Considering the contact frequency of staff during patient care, even for isolated patients, and the need for hand antisepsis after each contact with the patients and their surroundings, repeated soap washing is associated with high risk for irritant dermatitis. Therefore, hand washing should be performed only when hands are visibly soiled or contaminated, especially with blood or other body fluids[7]. While dispensers for ABHR can be installed anywhere, access should be restricted in paediatric and psychiatric departments for obvious reasons.

Should a non-enveloped virus, instead of enveloped SARS-CoV-2, cause another pandemic, there would be no sufficiently effective ABHR to prevent transmission if EBHRs with activity against non-enveloped viruses are unavailable.

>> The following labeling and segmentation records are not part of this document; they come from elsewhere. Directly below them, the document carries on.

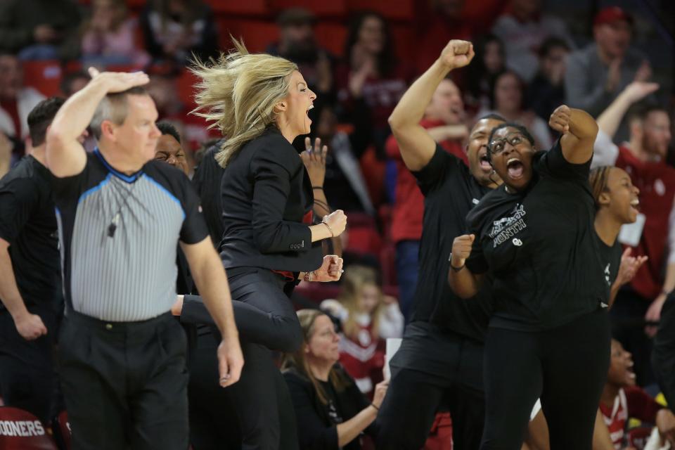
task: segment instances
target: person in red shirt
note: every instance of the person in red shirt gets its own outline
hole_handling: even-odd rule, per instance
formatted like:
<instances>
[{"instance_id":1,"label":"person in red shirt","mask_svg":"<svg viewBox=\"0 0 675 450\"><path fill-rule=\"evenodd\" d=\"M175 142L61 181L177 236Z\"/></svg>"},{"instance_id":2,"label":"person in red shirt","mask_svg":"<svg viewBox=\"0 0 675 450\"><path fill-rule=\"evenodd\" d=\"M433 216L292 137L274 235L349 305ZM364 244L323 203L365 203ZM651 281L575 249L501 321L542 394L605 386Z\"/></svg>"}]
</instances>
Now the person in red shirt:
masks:
<instances>
[{"instance_id":1,"label":"person in red shirt","mask_svg":"<svg viewBox=\"0 0 675 450\"><path fill-rule=\"evenodd\" d=\"M459 89L449 79L438 85L425 110L420 124L449 153L468 163L462 143L468 136L464 124L464 103ZM387 140L387 155L396 161L396 199L392 214L392 239L396 243L399 302L406 321L411 313L417 281L424 196L415 177L406 167L394 136Z\"/></svg>"},{"instance_id":2,"label":"person in red shirt","mask_svg":"<svg viewBox=\"0 0 675 450\"><path fill-rule=\"evenodd\" d=\"M655 425L662 439L671 445L675 444L675 416L635 385L630 352L624 349L619 341L612 339L611 354L607 383L600 399L600 411L614 448L620 450L626 444L629 418Z\"/></svg>"},{"instance_id":3,"label":"person in red shirt","mask_svg":"<svg viewBox=\"0 0 675 450\"><path fill-rule=\"evenodd\" d=\"M617 296L611 311L615 325L643 317L648 322L658 321L663 302L675 288L675 169L664 160L671 138L668 112L658 106L639 109L630 117L630 141L617 146L611 141L628 108L658 88L655 83L634 82L598 118L600 131L593 165L621 167L640 189L644 216L638 218L638 224L641 223L642 228L634 229L632 236L619 236L619 240L633 248L634 255L649 257L631 284ZM646 332L653 335L655 327L648 327ZM617 328L613 334L635 355L638 384L654 382L651 340L641 327Z\"/></svg>"},{"instance_id":4,"label":"person in red shirt","mask_svg":"<svg viewBox=\"0 0 675 450\"><path fill-rule=\"evenodd\" d=\"M387 118L408 89L412 71L397 59L387 22L372 11L350 22L343 58L335 70L340 115L351 121L359 108L368 110L370 141L382 156L391 134Z\"/></svg>"}]
</instances>

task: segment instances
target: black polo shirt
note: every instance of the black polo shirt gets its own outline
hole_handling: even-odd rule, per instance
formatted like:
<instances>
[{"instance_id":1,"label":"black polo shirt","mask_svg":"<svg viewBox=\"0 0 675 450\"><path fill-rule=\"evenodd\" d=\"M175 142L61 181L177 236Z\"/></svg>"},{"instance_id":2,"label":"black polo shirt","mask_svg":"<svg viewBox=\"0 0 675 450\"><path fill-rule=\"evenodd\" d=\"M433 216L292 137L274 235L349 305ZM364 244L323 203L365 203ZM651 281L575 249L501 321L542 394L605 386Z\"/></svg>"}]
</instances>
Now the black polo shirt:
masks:
<instances>
[{"instance_id":1,"label":"black polo shirt","mask_svg":"<svg viewBox=\"0 0 675 450\"><path fill-rule=\"evenodd\" d=\"M27 156L0 180L0 238L9 243L16 284L29 310L53 306L58 295L58 240L51 177L46 167Z\"/></svg>"},{"instance_id":2,"label":"black polo shirt","mask_svg":"<svg viewBox=\"0 0 675 450\"><path fill-rule=\"evenodd\" d=\"M476 240L466 266L494 278L490 326L546 330L608 302L590 165L568 162L558 141L534 156L527 189L509 193L502 186L469 213Z\"/></svg>"},{"instance_id":3,"label":"black polo shirt","mask_svg":"<svg viewBox=\"0 0 675 450\"><path fill-rule=\"evenodd\" d=\"M431 322L482 342L491 311L489 290L472 299L456 295L448 285L449 257L453 240L465 231L466 214L491 190L439 146L429 163L413 174L425 198L411 321Z\"/></svg>"}]
</instances>

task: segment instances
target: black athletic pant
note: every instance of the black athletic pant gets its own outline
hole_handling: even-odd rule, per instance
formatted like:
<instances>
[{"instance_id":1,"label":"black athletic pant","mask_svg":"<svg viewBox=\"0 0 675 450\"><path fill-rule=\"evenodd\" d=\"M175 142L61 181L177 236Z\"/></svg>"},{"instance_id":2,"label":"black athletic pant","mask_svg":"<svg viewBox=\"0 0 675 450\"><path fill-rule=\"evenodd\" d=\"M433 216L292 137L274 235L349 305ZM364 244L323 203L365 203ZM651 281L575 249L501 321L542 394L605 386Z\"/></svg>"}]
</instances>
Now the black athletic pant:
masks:
<instances>
[{"instance_id":1,"label":"black athletic pant","mask_svg":"<svg viewBox=\"0 0 675 450\"><path fill-rule=\"evenodd\" d=\"M633 370L640 386L656 382L651 365L652 338L645 333L643 323L650 304L650 300L625 288L617 294L610 311L612 337L633 354Z\"/></svg>"},{"instance_id":2,"label":"black athletic pant","mask_svg":"<svg viewBox=\"0 0 675 450\"><path fill-rule=\"evenodd\" d=\"M652 364L666 401L669 405L675 404L675 292L668 296L661 310Z\"/></svg>"},{"instance_id":3,"label":"black athletic pant","mask_svg":"<svg viewBox=\"0 0 675 450\"><path fill-rule=\"evenodd\" d=\"M68 311L59 359L72 450L186 450L186 350L170 313L119 323Z\"/></svg>"},{"instance_id":4,"label":"black athletic pant","mask_svg":"<svg viewBox=\"0 0 675 450\"><path fill-rule=\"evenodd\" d=\"M22 338L9 311L0 309L0 397L5 405L27 411L48 423L56 412L53 408L56 318L52 311L30 311L47 328L47 334L34 340Z\"/></svg>"},{"instance_id":5,"label":"black athletic pant","mask_svg":"<svg viewBox=\"0 0 675 450\"><path fill-rule=\"evenodd\" d=\"M266 320L257 327L274 327L288 342L285 350L295 352L302 342L302 330L288 297L283 276L264 269L228 270L233 302L255 307ZM237 309L237 305L235 304ZM250 328L254 324L237 326ZM267 331L266 333L269 333ZM244 368L239 381L228 388L239 417L244 450L297 449L295 413L288 387L274 365L271 351L247 340L240 332Z\"/></svg>"},{"instance_id":6,"label":"black athletic pant","mask_svg":"<svg viewBox=\"0 0 675 450\"><path fill-rule=\"evenodd\" d=\"M481 450L520 450L537 398L551 450L591 450L609 362L605 310L545 331L490 328Z\"/></svg>"},{"instance_id":7,"label":"black athletic pant","mask_svg":"<svg viewBox=\"0 0 675 450\"><path fill-rule=\"evenodd\" d=\"M390 366L378 414L378 449L422 448L444 400L452 418L453 448L478 448L485 413L480 342L413 322Z\"/></svg>"}]
</instances>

Table 3 lists examples of non-enveloped viruses that have been detected on hands and for which transmission via hands has led to nosocomial infections and outbreaks. If there is an infection due to one of these viruses, only hand antiseptics based on ethanol 95% or with reduced ethanol content and synergistic additives can be used to interrupt potential transmission.

Table 3.

Examples of non-enveloped virus transmission via hands leading to nosocomial outbreaks and examples of hand rub efficacy in animal husbandry

Virus	Transmission mode	References
Adenoviruses species A–C, E–G, Species D types 8, 37, 53, 54, 64	Respiratory transmission as well as via hands and surfaces Epidemic keratoconjunctivitis transmission predominantly via hands and surfaces; types 4 and 7 also via swimming pools	[58, 59] [58, 60]
Aphthovirus	This foot-and-mouth virus may be transferred between animals without virucidal hand rub via animal care personnel	[61]
Bocavirus	Mainly respiratory transmission, but also via hands and surfaces	[62]
Coxsackievirus group A types 1–22, 24, group B types 1–6	Transmission mainly via hands; hand, foot and mouth disease worldwide more than 100 outbreaks in nurseries, but also nosocomial infections in adults;	[63–65]
Echovirus serotypes 1–9, 11–21 24–27, 29–33	Transmission predominantly via direct or indirect oral contact, but also via hands	[66]
Enterovirus A 71; D28, 70	Respiratory transmission and through hands; A 71 epidemic paralysis	[62, 64]
HAV	Transmission predominantly fecal–oral via hands by contact with an infected person in cases of inadequate hand antisepsis and inadequate terminal cleaning	[42, 67–78]
HEV	Transmission predominantly fecal–oral via hands, spread is proven through person-to-person contact in genotype-1 infections	[79, 80]
Human papillomavirus	Mainly sexual transmission, but also via hands and vaginal ultrasound probes	[81–84]
Human rhinovirus	Mainly respiratory transmission, but also via hands, especially in an outbreak	[62, 85]
Norovirus	In 18.5% of analyzed outbreaks, virus transmission by HCW via hands	[86]
	After primary food-borne outbreak, further transmission by staff	[87]
	Interruption of an outbreak after changing the virucidally active ingredients	[46]
Parvovirus B19	Mainly respiratory transmission, but also via hands, transmissibility in outbreak 31%	[88, 89]
Rotavirus	Outbreak in adults with transmission between patients via hands	[90]
Poliovirus	Transmission fecal–oral via hands and/or droplets or aerosols	[91]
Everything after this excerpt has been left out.